Property investors face a new £420 million tax blitzMake Text Bigger
Landlords and second home owners who leave their properties standing empty face a new tax blitz.
The government is to introduce proposals to let local authorities raise an extra £420 million a year in Council Tax from homes left vacant for more than two years and second homes only used at weekends.
The ’empty homes premium’ penalises property owners who can currently claim Council Tax discounts for under-use.
The government estimates more than a million homes stand empty for most of the time which could clear half the families from council waiting lists.
“We’ve lived with the scourge of empty homes for too long,” said Andrew Stunell, the Lib Dem communities minister.
“They’re a blight on our communities and a waste of much-needed housing.
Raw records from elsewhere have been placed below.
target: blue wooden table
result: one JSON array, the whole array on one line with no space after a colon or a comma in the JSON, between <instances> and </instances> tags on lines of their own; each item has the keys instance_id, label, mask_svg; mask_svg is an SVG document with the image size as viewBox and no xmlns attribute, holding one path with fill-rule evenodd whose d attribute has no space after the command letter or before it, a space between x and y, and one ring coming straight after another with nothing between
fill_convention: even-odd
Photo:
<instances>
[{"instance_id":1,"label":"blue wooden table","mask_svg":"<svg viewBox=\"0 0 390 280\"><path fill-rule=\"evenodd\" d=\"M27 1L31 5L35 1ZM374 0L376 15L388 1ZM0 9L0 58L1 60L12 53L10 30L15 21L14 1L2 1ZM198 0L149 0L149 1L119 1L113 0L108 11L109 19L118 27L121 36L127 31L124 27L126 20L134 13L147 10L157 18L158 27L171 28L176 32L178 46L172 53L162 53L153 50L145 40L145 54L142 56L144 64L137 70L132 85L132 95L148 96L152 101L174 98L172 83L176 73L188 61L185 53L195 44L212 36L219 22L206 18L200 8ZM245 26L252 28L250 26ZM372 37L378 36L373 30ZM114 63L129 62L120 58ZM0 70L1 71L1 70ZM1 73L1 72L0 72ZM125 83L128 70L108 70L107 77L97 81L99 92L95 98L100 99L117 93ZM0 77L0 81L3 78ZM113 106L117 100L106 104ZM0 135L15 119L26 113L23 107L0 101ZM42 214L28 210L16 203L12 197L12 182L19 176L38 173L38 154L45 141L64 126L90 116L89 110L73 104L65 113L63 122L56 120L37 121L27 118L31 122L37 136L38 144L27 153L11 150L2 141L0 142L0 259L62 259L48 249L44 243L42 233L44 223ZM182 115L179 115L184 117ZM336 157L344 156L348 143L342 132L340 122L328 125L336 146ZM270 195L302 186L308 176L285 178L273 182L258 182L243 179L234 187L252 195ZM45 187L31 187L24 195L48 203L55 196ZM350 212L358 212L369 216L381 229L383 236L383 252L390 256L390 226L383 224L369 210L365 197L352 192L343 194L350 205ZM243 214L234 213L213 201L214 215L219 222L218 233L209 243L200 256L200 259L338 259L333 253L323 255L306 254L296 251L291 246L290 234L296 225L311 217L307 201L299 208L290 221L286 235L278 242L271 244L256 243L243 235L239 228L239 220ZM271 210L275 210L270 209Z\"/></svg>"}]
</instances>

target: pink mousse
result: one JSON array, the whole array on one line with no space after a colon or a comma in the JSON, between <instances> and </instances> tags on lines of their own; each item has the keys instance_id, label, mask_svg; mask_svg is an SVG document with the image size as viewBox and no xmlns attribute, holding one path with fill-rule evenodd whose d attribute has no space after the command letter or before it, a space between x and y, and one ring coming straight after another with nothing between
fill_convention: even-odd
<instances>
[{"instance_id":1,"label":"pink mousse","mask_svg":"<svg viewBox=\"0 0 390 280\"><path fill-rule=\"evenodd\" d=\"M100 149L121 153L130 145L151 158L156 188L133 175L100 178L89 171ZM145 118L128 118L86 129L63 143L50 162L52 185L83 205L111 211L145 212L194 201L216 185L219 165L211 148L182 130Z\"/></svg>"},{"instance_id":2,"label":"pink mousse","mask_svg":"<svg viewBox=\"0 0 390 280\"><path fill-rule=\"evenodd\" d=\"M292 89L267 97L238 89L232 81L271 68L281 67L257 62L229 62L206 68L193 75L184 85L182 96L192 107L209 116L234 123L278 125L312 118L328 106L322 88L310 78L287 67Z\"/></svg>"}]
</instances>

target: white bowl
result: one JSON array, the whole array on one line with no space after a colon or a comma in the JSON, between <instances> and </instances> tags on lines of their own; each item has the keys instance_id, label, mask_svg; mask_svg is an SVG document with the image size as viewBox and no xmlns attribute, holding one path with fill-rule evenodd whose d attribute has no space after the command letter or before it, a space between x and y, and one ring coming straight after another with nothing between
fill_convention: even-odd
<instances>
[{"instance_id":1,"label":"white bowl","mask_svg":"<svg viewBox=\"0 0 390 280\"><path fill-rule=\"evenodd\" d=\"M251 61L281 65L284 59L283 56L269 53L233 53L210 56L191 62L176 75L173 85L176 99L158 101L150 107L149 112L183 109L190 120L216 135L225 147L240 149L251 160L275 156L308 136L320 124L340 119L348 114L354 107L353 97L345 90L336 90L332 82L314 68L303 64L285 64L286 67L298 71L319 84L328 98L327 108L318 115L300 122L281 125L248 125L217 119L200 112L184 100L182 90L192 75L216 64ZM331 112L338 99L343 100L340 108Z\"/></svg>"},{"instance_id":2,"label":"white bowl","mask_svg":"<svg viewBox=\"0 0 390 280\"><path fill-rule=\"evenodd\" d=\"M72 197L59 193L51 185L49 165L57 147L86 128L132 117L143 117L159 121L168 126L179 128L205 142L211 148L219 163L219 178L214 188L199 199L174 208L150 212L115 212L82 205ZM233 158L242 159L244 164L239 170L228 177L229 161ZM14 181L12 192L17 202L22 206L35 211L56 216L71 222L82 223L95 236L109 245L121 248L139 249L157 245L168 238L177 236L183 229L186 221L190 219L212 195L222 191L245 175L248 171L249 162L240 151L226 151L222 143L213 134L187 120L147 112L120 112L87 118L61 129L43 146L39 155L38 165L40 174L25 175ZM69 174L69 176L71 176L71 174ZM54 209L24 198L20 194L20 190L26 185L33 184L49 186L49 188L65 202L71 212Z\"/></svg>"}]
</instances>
It’s madness that councils have been forced to offer discounts on empty and second homes, which don’t take into account local circumstances and provide an incentive to leave homes vacant indefinitely.”
Councils are urging the government to bring in the new charge to counter falling council tax revenues to pay for services.
In holiday home communities, like Cornwall and the Lake District, many homes are empty while councils struggle to find the cash to pay for essential services.
Last year, 246,000 properties were eligible for a second-home discount of 10 to 50%, costing councils £42 million.
Cornwall loses the most to second-home owner discounts at £2 million a year.
Leeds City Council is the biggest local authority empty homes loser, with an £8.5 million a year council tax shortfall.
Nationally, lost council tax on empty properties adds up to £382 million a year.
Stunell also threatened to “clamp down hard on landlords who leave homes empty for long periods” by increasing the amount of Council Tax they pay on houses and flats.